I have a data.table
in R tracking the movement of items within a system. I'd like to group these data based on two fields, ID
and Location
.
library(data.table)
example <- data.table(ID = rep(LETTERS[1:3], each = 6),
Location = c(1,2,3,1,2,1,2,2,2,3,3,1,2,3,3,3,1,3))
example
# ID Location
# 1: A 1
# 2: A 2
# 3: A 3
# 4: A 1
# 5: A 2
# 6: A 1
# 7: B 2
# 8: B 2
# 9: B 2
# 10: B 3
# 11: B 3
# 12: B 1
# 13: C 2
# 14: C 3
# 15: C 3
# 16: C 3
# 17: C 1
# 18: C 3
What I would like to have as an output is a new column with a number that increments each time the location changes, regardless of what the new location is (i.e. if that location exists elsewhere in the history). Rather the opposite of this question, which increments only within the group.
expected_output <- data.table(ID = rep(LETTERS[1:3], each = 6),
Location = c(1,2,3,1,2,1,2,2,2,3,3,1,2,3,3,3,1,3),
Group = c(1,2,3,4,5,6,1,1,1,2,2,3,1,2,2,2,3,4))
expected_output
# ID Location Group
# 1: A 1 1
# 2: A 2 2
# 3: A 3 3
# 4: A 1 4
# 5: A 2 5
# 6: A 1 6
# 7: B 2 1
# 8: B 2 1
# 9: B 2 1
# 10: B 3 2
# 11: B 3 2
# 12: B 1 3
# 13: C 2 1
# 14: C 3 2
# 15: C 3 2
# 16: C 3 2
# 17: C 1 3
# 18: C 3 4
I've tried a few different combinations of by
arguments with little luck so far.
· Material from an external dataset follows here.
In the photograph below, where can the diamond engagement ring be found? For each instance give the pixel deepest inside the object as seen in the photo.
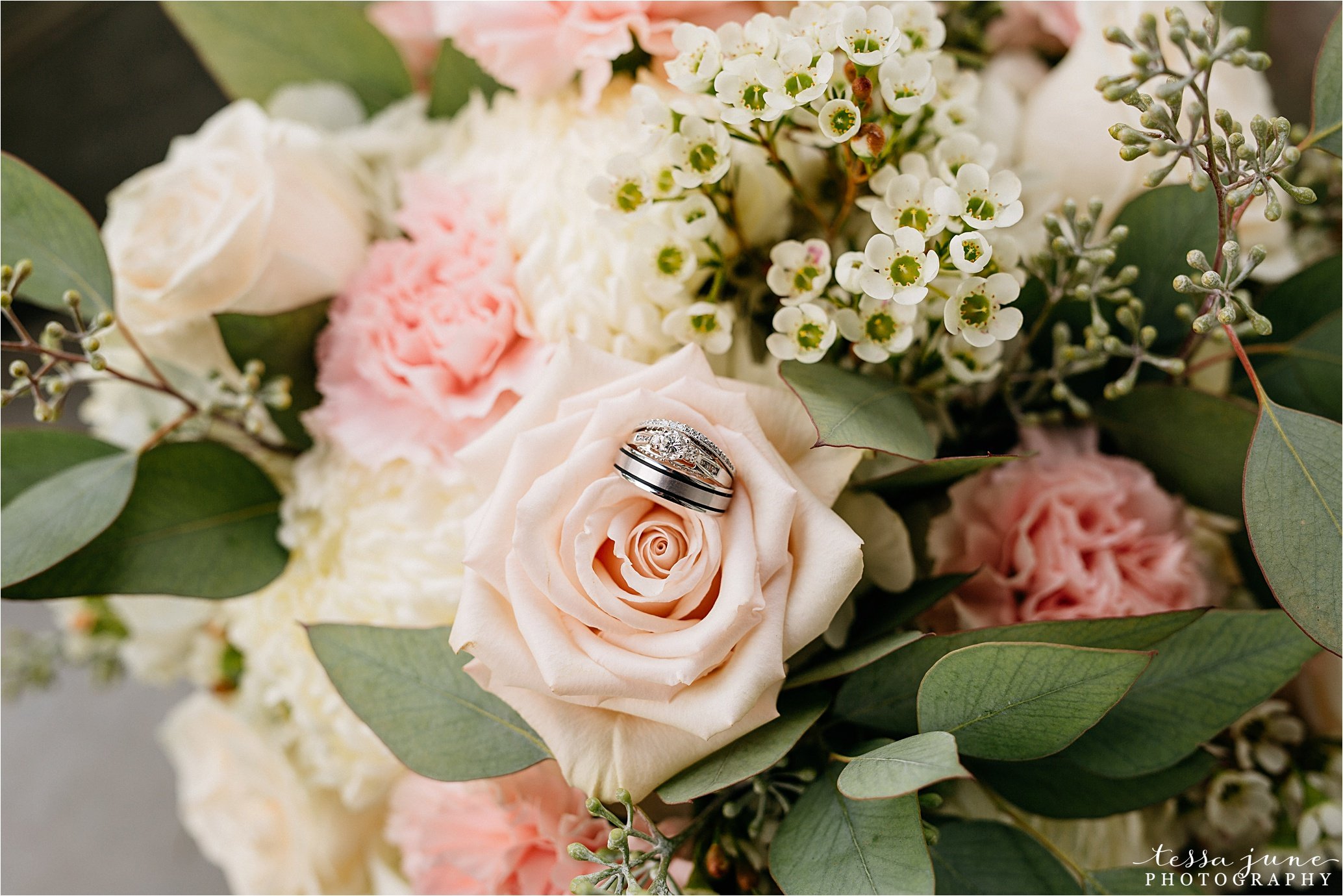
(680, 464)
The closest I seem to be able to get is something with diff
which partially correctly shows when the change occurs, but increments internally.
output <- example
output[, Group := 1:.N, by = paste0(ID, Location, diff(Location))]
output
# ID Location Group
# 1: A 1 1
# 2: A 2 1 # not incrementing/new group
# 3: A 3 1 # not incrementing/new group
# 4: A 1 2
# 5: A 2 1
# 6: A 1 3
# 7: B 2 1
# 8: B 2 2 # incrementing when shouldn't
# 9: B 2 1
# 10: B 3 1
# 11: B 3 1
# 12: B 1 1
# 13: C 2 1
# 14: C 3 1
# 15: C 3 2
# 16: C 3 1
# 17: C 1 1
# 18: C 3 1
At this point, I'm pretty lost, though I'm sure the solution is staring me in the face.